EUA, o "salvador" do setor

"Os EUA são há muitos anos o condutor do setor de azeite", disse Barjol. “Graças aos EUA, o setor conseguiu crescer sem se afogar em um mar de azeitonas”.

No entanto, a produção global subiu mais do que o consumo, “portanto o estoque mundial de azeite de oliva está crescendo gradualmente”. Isso seria parcialmente compensado no próximo ano, no entanto, com uma queda na produção Spain’s drought Neste inverno, ele disse.

Crescimento a granel sobre engarrafado

Olhando mais de perto o mercado dos EUA, Barjol disse que, embora o azeite italiano engarrafado dominasse as importações para os EUA, uma tendência interessante era que a Espanha estava ganhando mercado, e fazendo isso via azeite virgem a granel - não engarrafado.

Ele disse que o COI estaria observando atentamente o Programa de Monitoramento de Qualidade do Departamento de Agricultura dos EUA (USDA), que agora cobre os produtos de azeite. Foi entre os elementos "ajudando a manter a confiança do consumidor na qualidade dos produtos", disse ele.

Itália. Enquanto isso, continua a ser o maior importador da Europa. "Isso porque, durante muitos e muitos anos, a Itália desenvolveu um excelente know-how na produção de misturas de azeite de qualidade reconhecida e consistente e na sua venda em todo o mundo", disse Barjol.

Conforme relatado sexta-feira em Olive Oil Times, ele disse market research showed a promising trend in China - em vez de considerar o azeite de oliva como um presente exótico para os amigos, as pessoas o compravam cada vez mais para se usarem.

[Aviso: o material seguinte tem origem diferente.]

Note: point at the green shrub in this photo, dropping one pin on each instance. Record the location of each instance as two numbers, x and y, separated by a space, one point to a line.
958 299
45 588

O COI já tem campanhas de promoção em andamento em países como EUA e China, outro está prestes a começar no Brasil e o Japão é o alvo proposto de uma campanha para começar no final deste ano.

Quebra-cabeça de preços

Comparando o azeite com os preços das commodities de outros azeites comestíveis, como soja, milho, palma e caroço de algodão, Barjol disse que estava claro que custava mais ", o que é normal, porque não é o mesmo que os outros azeites comestíveis" eles não fazem.

"Há uma necessidade aqui para todos nós para educar os consumidores sobre por que um determinado preço precisa ser pago por este produto", disse ele.

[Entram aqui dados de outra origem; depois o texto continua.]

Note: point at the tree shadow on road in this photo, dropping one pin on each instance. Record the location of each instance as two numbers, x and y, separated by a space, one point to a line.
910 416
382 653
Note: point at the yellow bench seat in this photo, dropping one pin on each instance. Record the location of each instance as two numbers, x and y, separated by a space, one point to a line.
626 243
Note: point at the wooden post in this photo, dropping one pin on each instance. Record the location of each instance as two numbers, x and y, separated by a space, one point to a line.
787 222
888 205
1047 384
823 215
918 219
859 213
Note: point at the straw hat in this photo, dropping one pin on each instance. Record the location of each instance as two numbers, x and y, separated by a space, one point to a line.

Mas enquanto os preços dos outros azeites tendiam a se mover como um grupo, flutuando mais ou menos na mesma época, o azeite de oliva era intrigante.

“Por que quando os preços de todos os outros azeites estão aumentando, o preço do azeite não se move, mas quando todos os outros caem, ele cai?”

Falsas alegações de fraude?

Perguntado depois de sua apresentação, o que mais deveria ser feito para reduzir fraudes e erros de rotulagem, Barjol disse Olive Oil Times que ele não achou que o problema fosse tão ruim quanto alguns.

“Não estou dizendo que não está acontecendo nada, mas estou dizendo que me dê provas com avaliação judicial.

Algumas pessoas estão alegando tentar vender melhor seu próprio petrazeite ”.

"Estamos à procura de uma ciência robusta", disse ele. Foi por motivos semelhantes que o COI estava considerando a organização de testes em anéis para verificar vários métodos de testes químicos, em parte como base para a reunião do Comitê Codex sobre Gorduras e Óleos do próximo ano. O COI ficou muito orgulhoso de seu método de testes sensoriais, ressaltou.

Diferenciar ou morrer

Barjol disse que estudos da Agência de Azeites da Espanha mostraram que, em média, o custo de produção no país é maior do que os preços pagos aos agricultores. Isso significava que o ajuste do mercado era inevitável e, em algum momento, a produção seria interrompida em alguns dos tradicionais olivais da Espanha.

“Aqueles cuja terra tem um declive acentuado terão um grande problema e apenas uma solução. Eles não podem mecanizar, então eles terão que tentar agregar valor capitalizando o valor do patrimônio ou variedades diferentes de azeitona se quiserem competir ”, disse ele.